Federal Direct Unsubsidized Loan (Also known as Stafford Loan)
A student can borrow up to $20,500 per year through the Federal Direct Unsubsidized Loan program. Payments on the principal of the Direct Unsubsidized Loan can be deferred while the student is enrolled at least half time.
The Federal Direct Unsubsidized Stafford loan has a variable fixed interest rate based on the U.S. 10-Year Treasury Note Index. The current 10-year rate is 2.61%. The Federal Direct Unsubsidized Stafford Loan for graduate students carries a rate of the 10-year index plus 3.60%. For loans that first disburse from July 1, 2014 through June 30, 2015, the interest rate will be 6.21%.
While rates will vary from year to year, the rate assigned to the loan at the time of disbursement will be the fixed rate on that loan for the life of the loan. The Federal Direct Unsubsidized Stafford Loan for graduate students will never have a rate higher than 9.50%.
If a student is applying for a Federal Direct Unsubsidized Loan for the first time at Penn State Law, he or she will need to complete the Master Promissory Note online. Student loan amounts are split into two disbursements, one delivered at the beginning of each semester.

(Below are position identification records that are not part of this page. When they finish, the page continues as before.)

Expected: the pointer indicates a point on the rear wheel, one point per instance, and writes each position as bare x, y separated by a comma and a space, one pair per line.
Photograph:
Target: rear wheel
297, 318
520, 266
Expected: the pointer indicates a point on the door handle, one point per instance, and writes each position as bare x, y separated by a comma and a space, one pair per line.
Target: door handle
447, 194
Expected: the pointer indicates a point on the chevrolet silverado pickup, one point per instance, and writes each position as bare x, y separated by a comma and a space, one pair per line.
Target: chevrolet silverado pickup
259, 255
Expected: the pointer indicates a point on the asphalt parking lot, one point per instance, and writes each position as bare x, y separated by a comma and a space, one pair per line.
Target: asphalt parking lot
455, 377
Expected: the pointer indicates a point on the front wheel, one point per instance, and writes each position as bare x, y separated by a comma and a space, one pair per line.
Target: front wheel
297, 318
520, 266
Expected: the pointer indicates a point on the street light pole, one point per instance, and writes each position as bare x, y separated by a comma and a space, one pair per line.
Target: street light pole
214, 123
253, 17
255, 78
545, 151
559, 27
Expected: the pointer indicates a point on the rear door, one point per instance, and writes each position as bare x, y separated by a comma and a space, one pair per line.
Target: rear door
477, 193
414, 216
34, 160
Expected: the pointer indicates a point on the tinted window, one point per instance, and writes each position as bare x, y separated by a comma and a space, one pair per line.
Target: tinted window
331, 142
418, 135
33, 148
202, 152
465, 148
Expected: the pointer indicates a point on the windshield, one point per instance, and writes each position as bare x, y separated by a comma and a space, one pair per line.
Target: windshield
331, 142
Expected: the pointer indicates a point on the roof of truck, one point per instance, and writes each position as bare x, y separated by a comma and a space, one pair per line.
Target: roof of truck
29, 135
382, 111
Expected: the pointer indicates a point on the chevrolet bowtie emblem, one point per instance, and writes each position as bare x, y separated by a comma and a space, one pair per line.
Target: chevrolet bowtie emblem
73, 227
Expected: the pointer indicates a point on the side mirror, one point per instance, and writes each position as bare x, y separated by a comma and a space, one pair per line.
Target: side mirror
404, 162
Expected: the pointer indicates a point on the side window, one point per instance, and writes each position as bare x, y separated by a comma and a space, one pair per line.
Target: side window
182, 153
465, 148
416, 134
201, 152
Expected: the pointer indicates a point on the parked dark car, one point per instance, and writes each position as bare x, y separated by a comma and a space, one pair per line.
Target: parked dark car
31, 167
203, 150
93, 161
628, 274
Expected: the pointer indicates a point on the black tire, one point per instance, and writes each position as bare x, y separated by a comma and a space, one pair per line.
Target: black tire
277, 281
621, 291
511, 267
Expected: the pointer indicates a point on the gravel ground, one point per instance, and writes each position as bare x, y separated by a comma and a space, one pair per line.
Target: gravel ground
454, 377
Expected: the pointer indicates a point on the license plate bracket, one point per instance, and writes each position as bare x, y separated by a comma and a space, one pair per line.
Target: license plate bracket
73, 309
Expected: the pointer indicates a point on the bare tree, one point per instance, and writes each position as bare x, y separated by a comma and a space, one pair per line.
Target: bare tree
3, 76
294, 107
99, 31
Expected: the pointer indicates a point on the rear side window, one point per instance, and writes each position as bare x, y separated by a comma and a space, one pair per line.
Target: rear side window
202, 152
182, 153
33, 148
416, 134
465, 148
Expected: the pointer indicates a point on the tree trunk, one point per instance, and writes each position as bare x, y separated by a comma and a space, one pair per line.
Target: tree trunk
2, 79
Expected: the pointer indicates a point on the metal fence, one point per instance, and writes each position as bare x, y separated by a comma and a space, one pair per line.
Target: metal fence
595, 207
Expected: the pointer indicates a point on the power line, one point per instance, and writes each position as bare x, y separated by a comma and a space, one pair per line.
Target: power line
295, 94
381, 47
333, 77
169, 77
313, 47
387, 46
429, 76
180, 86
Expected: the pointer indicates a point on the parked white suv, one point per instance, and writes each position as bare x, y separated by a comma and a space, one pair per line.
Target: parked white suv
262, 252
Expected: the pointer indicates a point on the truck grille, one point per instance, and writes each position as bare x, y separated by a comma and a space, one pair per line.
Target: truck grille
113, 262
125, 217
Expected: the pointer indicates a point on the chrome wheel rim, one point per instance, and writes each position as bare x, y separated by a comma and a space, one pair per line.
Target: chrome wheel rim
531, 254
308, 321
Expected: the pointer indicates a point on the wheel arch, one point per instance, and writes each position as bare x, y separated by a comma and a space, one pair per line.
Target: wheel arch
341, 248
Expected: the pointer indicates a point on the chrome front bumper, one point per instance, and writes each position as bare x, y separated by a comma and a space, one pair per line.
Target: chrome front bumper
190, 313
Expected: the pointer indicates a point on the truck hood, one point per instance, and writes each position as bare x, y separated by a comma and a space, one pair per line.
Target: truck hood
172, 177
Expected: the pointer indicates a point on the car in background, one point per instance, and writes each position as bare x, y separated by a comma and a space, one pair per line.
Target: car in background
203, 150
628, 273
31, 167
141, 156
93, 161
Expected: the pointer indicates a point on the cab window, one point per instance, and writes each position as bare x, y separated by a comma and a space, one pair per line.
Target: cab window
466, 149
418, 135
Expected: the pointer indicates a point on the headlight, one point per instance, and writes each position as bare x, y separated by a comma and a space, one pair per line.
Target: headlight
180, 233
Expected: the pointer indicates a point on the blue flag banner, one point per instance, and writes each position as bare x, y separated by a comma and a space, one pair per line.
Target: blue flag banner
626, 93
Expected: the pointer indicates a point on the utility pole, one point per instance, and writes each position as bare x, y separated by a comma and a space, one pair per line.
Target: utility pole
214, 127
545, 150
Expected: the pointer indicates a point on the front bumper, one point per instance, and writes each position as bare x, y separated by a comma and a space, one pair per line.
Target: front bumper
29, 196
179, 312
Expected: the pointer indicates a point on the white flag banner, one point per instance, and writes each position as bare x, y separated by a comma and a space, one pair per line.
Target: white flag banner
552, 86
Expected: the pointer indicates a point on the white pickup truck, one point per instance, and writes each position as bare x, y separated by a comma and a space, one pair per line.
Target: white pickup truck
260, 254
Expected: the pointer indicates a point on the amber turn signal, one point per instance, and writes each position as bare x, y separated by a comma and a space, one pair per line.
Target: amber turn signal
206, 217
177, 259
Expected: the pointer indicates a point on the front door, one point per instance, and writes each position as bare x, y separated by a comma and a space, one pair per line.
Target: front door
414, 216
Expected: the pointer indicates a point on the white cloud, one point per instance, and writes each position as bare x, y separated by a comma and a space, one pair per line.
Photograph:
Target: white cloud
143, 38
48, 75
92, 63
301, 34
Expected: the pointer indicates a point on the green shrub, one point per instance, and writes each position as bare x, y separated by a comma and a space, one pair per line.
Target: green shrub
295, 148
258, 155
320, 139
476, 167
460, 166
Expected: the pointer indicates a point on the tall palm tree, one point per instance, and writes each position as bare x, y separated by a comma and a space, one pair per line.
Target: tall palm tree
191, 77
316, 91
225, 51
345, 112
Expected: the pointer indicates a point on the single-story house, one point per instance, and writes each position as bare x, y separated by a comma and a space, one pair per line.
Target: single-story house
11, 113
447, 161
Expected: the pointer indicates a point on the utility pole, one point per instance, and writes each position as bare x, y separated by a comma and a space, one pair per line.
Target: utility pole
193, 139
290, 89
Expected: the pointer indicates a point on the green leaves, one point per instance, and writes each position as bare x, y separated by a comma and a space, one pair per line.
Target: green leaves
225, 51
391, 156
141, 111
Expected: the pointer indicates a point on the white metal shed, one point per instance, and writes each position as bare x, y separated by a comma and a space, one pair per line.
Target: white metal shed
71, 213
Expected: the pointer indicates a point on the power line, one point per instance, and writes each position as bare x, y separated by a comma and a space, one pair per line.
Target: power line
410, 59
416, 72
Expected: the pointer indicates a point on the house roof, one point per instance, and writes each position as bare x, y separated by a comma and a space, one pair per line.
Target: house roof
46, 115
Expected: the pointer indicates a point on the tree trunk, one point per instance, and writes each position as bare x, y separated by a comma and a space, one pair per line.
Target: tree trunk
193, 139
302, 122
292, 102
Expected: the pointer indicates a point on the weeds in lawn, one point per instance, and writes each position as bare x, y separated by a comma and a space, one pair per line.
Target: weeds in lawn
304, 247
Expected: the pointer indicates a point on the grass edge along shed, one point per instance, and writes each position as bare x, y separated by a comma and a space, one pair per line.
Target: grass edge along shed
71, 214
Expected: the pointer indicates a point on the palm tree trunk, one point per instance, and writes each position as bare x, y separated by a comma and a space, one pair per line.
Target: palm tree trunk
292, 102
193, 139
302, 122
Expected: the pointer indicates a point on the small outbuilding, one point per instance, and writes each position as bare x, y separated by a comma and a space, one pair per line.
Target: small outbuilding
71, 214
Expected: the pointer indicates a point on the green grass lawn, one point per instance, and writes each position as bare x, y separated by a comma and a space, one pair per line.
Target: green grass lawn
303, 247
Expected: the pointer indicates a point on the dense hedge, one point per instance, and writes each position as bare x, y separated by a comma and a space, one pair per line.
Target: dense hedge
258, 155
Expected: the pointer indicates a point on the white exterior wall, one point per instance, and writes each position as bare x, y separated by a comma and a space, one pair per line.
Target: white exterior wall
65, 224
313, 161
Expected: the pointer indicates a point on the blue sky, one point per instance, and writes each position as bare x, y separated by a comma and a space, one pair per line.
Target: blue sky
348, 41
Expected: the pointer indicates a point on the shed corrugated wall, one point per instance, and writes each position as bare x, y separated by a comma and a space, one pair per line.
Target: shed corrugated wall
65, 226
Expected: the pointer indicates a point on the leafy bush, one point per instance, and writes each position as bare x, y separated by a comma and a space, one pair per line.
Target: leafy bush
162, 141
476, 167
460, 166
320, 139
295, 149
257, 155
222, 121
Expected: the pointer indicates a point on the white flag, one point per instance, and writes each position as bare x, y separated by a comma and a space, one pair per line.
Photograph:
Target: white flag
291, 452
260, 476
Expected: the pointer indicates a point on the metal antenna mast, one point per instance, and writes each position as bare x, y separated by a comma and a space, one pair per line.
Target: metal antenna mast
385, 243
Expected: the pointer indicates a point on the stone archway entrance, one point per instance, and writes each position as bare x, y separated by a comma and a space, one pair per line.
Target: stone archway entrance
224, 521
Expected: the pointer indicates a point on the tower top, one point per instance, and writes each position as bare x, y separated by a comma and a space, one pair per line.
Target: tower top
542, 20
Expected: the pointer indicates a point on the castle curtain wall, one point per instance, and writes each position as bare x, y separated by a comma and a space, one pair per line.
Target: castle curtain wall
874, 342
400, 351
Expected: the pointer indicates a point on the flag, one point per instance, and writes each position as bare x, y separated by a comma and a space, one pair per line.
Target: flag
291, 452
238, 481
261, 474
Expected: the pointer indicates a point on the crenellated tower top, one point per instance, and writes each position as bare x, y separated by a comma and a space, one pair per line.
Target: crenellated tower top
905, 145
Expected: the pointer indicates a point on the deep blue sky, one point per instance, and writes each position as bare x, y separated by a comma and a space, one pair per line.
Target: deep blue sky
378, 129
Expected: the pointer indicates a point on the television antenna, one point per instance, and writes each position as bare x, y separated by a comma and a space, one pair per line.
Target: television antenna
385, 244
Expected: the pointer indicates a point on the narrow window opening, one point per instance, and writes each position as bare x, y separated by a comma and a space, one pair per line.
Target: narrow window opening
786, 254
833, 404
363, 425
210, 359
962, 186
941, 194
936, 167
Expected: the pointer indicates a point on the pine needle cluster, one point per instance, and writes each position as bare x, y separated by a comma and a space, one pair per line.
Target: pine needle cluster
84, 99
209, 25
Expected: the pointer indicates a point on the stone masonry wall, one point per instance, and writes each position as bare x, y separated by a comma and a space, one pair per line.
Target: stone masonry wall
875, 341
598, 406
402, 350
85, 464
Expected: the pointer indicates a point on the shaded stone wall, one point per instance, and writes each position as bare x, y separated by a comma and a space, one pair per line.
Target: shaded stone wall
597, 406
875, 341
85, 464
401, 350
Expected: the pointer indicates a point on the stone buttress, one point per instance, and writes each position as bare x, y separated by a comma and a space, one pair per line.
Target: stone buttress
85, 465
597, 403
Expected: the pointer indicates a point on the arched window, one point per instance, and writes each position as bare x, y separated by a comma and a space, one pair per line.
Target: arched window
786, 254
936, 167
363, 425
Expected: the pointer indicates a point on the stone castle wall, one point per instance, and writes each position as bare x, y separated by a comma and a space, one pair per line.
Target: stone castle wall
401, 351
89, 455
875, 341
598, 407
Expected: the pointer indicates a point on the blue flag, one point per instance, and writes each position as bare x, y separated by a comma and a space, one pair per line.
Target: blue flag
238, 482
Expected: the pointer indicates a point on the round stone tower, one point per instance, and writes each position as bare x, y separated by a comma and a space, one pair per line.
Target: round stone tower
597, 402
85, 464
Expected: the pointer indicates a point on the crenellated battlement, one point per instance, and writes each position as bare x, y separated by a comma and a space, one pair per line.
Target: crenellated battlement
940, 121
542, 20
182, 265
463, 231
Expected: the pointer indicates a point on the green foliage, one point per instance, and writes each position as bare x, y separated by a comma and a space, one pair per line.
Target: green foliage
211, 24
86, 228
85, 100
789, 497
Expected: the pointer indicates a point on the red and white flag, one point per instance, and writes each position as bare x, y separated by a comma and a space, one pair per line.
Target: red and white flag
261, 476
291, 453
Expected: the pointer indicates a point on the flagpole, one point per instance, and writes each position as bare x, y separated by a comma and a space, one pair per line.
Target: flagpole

Borrowers should understand that a fee of 1.072% will be deducted from the gross amount of the loan borrowed. The borrower should expect to receive 1.072% less money than he or she asked to borrow. The borrower is responsible for paying any interest that accrues while he or she is a student. The loan servicer will give the borrower the option to make regularly scheduled interest payments, or the borrower may choose to capitalize your interest. Capitalization means that any interest that accrues while the borrower is a student is added to the principal of the loan, so the borrower has no payments while enrolled.
Federal student loans offer flexible repayment options.
Other Educational Loans
If a student needs more than the Federal Direct Unsubsidized Loan allows in any given year, he or she may also be eligible to borrow either a Federal Direct PLUS Loan for Graduate Students or private educational loans. Through these loan programs a student can borrow up to the cost of attendance minus any other financial aid received. Students can use this chart to compare PLUS and private loans. Students enrolled less than half-time for summer terms may need to explore private loans for less than half-time enrollment.
Bar Study Loans
Students in their final year of study often need financial assistance to pay for Bar Exam expenses and living expenses during the bar study period. Many student loan providers offer bar loans.
Academic Progress Standards
In order to be eligible for federal student aid, a student must maintain satisfactory academic progress. Penn State Law measures academic progress on an annual basis each summer prior to the next academic year. First-year students are considered to be making progress during their first academic year. All students failing to make progress based on the law school's Academic Standing Rules will be notified by the financial aid office via letter by August 1. Any aid processed for the subsequent year will be canceled.